Até o momento, esses problemas mais longínquos não foram detectados, mas também não se passou tempo suficiente para considerá-los carta fora do baralho.
Don McMahon, outro pai presente na reunião, descreveu os exaustivos 12 anos de leucemia de seu filho, Connor. A doença se iniciou quando o garoto tinha três anos.
O pai de Connor mostrou fotos do garoto careca e entubado durante o tratamento, e afirmou que a quimioterapia tinha deixado seu filho estéril.
Há um ano, os pais de Connor se preparavam para um transplante de medula óssea quando descobriram o tratamento com células T. O garoto, então, começou a terapia na Universidade Duke, nos EUA.
Hoje, Connor já voltou a jogar hockey.
McMahon pediu para o painel aprovar a terapia e afirmou que, comparado ao tratamento padrão –que requer várias punções lombares e dolorosos testes de medula óssea–, os cuidados com as células T são muito mais toleráveis.
O tratamento foi desenvolvido por pesquisadores da Universidade da Pennsylvania e licenciado pela Novartis.
De toda forma, a terapia não será amplamente utilizada logo de início. A doença não é comum, afetando somente 5.000 pessoas por ano, dos quais 60% são crianças ou jovens adultos.
A maior parte das crianças é curada com o tratamento padrão, mas em 15% dos casos –como nos de Emily e Connor– a doença não responde à terapia ou acaba retornando.
Segundo especialistas, esses tratamentos individualizados podem custar mais $300 mil. A Novartis se recusou a especificar o preço da terapia.
Considerando a complexidade do tratamento e necessidade de uma equipe especializada para controle dos efeitos colaterais, a Novartis, inicialmente, irá limitar a terapia a 30 ou 35 centros médicos, nos quais já há pessoal treinado para aplicação do processo.
"Após a aprovação do CTL019 [nome do tratamento], caberá aos centros médicos aceitar ou não pacientes estrangeiros. Estamos trabalhando para levar o CTL019 outros países", disse, por e-mail. um representante da Novartis.
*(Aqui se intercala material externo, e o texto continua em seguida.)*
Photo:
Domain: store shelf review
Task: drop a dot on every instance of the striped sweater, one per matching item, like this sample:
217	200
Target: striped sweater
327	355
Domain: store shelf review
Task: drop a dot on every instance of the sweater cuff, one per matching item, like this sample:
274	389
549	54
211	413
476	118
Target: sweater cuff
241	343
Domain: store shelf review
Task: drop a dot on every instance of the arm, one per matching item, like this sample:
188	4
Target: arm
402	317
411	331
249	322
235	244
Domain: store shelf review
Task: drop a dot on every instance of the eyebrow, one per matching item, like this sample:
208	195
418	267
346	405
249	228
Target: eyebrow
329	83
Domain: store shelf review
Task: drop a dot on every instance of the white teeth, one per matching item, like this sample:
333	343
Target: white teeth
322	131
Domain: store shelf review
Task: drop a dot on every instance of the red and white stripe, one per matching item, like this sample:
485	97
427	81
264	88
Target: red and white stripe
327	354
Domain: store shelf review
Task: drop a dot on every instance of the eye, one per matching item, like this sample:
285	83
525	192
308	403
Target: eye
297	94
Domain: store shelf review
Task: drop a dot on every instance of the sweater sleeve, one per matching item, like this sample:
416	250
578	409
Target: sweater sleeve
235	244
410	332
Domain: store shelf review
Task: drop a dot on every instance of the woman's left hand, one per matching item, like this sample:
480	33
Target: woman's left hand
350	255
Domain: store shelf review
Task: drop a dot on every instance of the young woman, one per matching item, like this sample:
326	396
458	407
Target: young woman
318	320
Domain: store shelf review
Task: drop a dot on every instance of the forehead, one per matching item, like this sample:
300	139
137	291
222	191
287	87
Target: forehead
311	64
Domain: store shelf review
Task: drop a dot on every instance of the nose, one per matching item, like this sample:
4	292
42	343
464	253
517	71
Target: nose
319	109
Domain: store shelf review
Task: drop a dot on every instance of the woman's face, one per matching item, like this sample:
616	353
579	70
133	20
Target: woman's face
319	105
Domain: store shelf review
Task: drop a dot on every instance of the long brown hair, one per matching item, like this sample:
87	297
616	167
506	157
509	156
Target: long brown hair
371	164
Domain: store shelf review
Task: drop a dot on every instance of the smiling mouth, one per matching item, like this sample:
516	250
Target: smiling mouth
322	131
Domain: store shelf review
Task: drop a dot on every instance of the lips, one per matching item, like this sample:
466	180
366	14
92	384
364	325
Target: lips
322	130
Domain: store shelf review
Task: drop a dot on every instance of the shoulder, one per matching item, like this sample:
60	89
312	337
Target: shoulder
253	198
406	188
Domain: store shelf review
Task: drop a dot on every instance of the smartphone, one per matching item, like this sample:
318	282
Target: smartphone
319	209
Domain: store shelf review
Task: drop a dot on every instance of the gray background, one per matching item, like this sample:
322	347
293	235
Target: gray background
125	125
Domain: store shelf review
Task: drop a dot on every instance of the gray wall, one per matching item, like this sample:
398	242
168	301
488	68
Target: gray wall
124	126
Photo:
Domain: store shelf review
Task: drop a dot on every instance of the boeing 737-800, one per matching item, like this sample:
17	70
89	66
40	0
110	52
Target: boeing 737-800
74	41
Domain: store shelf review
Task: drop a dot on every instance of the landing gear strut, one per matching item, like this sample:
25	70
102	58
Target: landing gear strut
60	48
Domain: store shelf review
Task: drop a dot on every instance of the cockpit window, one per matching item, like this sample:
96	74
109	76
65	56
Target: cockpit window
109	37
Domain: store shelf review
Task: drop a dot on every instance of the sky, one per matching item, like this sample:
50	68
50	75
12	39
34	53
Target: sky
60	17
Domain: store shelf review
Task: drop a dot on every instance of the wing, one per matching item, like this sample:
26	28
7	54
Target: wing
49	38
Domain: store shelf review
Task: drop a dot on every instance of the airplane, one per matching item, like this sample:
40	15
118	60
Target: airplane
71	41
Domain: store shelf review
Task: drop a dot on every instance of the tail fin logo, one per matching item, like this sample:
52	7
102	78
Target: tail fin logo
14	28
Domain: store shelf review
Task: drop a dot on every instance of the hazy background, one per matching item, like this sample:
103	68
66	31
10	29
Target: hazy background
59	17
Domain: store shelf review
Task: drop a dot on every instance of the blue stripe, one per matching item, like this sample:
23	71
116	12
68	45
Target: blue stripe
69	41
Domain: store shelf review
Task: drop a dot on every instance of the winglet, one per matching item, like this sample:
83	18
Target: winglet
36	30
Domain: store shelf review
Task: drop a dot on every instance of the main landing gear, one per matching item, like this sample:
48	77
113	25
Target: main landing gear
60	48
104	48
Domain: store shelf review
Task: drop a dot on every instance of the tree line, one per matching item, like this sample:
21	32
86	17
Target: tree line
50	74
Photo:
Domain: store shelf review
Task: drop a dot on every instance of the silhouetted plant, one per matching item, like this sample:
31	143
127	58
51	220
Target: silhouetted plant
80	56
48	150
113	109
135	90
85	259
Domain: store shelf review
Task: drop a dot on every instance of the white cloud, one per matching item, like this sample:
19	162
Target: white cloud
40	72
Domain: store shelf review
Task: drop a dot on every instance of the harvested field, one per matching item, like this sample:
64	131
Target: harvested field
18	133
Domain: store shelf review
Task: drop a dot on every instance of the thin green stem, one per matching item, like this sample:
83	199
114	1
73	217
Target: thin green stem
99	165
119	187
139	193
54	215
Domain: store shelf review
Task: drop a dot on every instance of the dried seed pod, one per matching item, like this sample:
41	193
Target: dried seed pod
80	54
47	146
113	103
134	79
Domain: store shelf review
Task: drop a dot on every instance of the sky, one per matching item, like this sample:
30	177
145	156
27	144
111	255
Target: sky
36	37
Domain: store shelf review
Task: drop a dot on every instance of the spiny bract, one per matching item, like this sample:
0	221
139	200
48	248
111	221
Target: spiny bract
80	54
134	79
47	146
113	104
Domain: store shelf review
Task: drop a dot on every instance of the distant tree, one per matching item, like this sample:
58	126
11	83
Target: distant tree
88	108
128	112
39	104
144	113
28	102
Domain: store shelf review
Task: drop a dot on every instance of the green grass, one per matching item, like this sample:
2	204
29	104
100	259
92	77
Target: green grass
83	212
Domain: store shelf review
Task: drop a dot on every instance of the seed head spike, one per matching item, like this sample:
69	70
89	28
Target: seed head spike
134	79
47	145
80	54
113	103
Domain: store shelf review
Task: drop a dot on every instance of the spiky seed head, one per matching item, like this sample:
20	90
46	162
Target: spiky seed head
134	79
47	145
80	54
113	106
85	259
A farmacêutica também afirmou que ainda este ano iniciará o processo de regulamentação da terapia na União Europeia.
Para o tratamento, é necessário remover milhões de células T dos pacientes e modificá-las com engenheira genética para que consigam matar células cancerígenas.
A técnica se utiliza de uma forma inativa de HIV, o vírus causador da Aids, para implantar material genético dentro das células T, reprogramando-as.
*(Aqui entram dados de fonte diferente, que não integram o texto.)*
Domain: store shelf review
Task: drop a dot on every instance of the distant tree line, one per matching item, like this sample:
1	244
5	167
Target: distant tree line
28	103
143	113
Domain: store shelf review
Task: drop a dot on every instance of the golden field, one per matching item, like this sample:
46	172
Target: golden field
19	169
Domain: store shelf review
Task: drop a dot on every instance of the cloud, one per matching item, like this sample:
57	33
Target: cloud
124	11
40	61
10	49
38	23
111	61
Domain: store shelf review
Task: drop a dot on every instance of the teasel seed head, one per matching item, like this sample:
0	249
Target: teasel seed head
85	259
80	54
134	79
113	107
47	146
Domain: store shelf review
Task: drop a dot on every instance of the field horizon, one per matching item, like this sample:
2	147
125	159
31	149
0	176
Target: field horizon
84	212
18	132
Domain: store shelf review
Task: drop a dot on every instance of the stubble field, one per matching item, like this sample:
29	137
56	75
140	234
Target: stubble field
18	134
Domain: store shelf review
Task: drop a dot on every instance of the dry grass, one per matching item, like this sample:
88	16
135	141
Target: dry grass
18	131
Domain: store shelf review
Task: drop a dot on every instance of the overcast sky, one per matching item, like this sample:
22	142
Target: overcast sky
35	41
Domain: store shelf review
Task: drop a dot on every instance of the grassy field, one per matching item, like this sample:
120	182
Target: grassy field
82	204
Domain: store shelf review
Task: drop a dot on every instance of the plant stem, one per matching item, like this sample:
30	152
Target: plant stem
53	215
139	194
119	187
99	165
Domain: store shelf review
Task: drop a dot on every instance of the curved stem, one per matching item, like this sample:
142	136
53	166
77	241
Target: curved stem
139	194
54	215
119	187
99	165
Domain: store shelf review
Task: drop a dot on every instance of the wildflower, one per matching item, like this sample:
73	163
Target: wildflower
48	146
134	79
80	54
Essa recauchutagem potencializa o ataque de células T contra células B, uma parte normal do sistema imunológico que, na leucemia, torna-se maligna. As células T alteradas recebem a proteína CD-19, encontrada na superfície da maior parte das células B.
Então, as céluas T recauchutadas são colocadas de voltas na corrente sanguínea dos pacientes, onde elas se multiplicarão e começarão a combater o câncer.
Carl June, líder da equipe da Universidade da Pennsylvania que desenvolveu o tratamento, chama as células reprogramadas de "assassinas em série". Uma única seria capaz de destruir 100 mil células cancerígenas.
Em alguns estudos, a engenharia genética celular demorou quatro meses, o que impediu o uso da terapia, pois os pacientes estavam tão doentes que morreram antes de receber as células de volta.
Na reunião do painel da FDA, a Novartis afirmou que atualmente esse tempo foi reduzido para 22 dias. Segundo a farmacêutica, quando a terapia for utilizada em maior escala, códigos de barras e outros procedimentos podem ser usados para evitar que amostras se misturem.